In PLR 200820017 and PLR 200820025, both issued on February 7, 2008 and published on May 19, 2008, the IRS ruled once again that indirect exchanges through a QI between related parties were permitted, despite limited boot, when both parties agreed to hold their respective replacement properties for at least two years.
In PLR 200820017, a publicly traded Real Estate Investment Trust (REIT) that operates as an UPREIT, owns 89% of a limited partnership (“LP”), and the REIT acts as LP’s general partner. LP, in turn, owns a direct 99% in “Taxpayer,” a limited liability company. In addition, LP owns 99.9% of “Affiliate,” which in turn, owns the remaining 1% of Taxpayer.
Therefore, according to our math, LP owns 99.999% of Taxpayer.

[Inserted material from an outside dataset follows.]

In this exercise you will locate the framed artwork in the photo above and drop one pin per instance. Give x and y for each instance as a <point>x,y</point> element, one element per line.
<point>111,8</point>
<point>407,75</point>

Taxpayer owns a 99-year lease with 75 years remaining.
It proposes to sell that property through a QI, and it will acquire two replacement properties from LP. LP, in turn, will engage in its own like-kind exchange, through a QI. With the proceeds from the sale of the two properties to Taxpayer, LP will acquire other like-kind property from a third-party, but it may receive some limited boot in the process. Unfortunately, the amount of potential boot (expressed as a percent of the gain realized) has been purged from the published version of this private letter
ruling, so no guidance is provided as to the amount of boot that the IRS considers to be acceptable., however, we do know that it is certainly less than the gain realized by the related party. Both the Taxpayer and LP will hold onto their respective replacement properties for not less than two years after the exchange.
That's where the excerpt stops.